The Room
Murakami opened in 2019 on Joaquim Floriano in Itaim — a small omakase counter that the chef built as a deliberately tight room: nine seats, two seatings a night, and a single menu that runs at one pace. The format is the form Tokyo's serious sushi rooms run, and Murakami's counter is the closest São Paulo gets to it. The booking window holds at three to four weeks for weekends.
The room is minimal and confident. Pale wood counter, hinoki cutting board, a single pendant lamp above the chef's station, and ceramic from regular Japan trips. The first seating runs at 19:00, the second at 21:30. The chef and one apprentice work the counter, the small floor crew handles drinks and pacing.
Murakami is one of the city's quietest Michelin-recommended rooms — no marketing, no Instagram play, no front-page reviews. The reputation is word-of-mouth among the city's serious Japanese diners, and the counter has held its standing since opening day.
The Food
The omakase at R$680 is eighteen to twenty pieces of nigiri preceded by three or four small dishes the chef composes around the day's catch. The fish is a mix of imported Japanese and Brazilian Atlantic — bluefin, hamachi, kinmedai, otoro, peixe-galo, atum local — and the rice is the centre of the form. Murakami's rice — vinegared with red vinegar, served at body temperature — is one of the most precisely executed shari programmes in the city.
Sake programme is short and curated. Eight to ten references, three or four pairing recommendations, and a selection of Japanese craft beer for the diner who prefers it. The cocktail programme is two highballs, no further. The point is the rice, the fish, the chef's pace and the conversation across the counter.
Service is small-team and attentive. The chef explains each piece in brief Portuguese and Japanese, the apprentice keeps the rice at temperature, and the floor crew clears the counter between pieces with the precision the form demands.
Best Occasion Fit
Birthday: Murakami's counter is the São Paulo Japanese-loving diner's birthday — quiet, precise, generous, and the kind of evening regulars book once a year. The chef sends out a small dessert with a candle, the apprentice clears the counter, and the dining room handles the milestone with the discretion the form expects.

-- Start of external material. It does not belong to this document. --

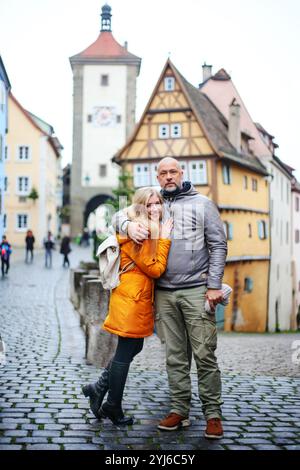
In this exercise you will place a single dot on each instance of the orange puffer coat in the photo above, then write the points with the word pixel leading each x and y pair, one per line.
pixel 131 303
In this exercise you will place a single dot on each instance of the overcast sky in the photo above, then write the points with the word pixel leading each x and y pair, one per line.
pixel 257 42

Solo Dining: The Murakami counter is the best solo-dining seat in São Paulo for sushi specifically. The omakase is built for one place setting; pair it with sake; and let the chef do the rest.
First Date: The Murakami counter is the São Paulo first date for the diner who wants the room to communicate seriousness without spectacle. The format invites conversation across the counter, the omakase is short enough to navigate together, and the chef working an arm's length away supplies the visual focus the silence-prone first date needs.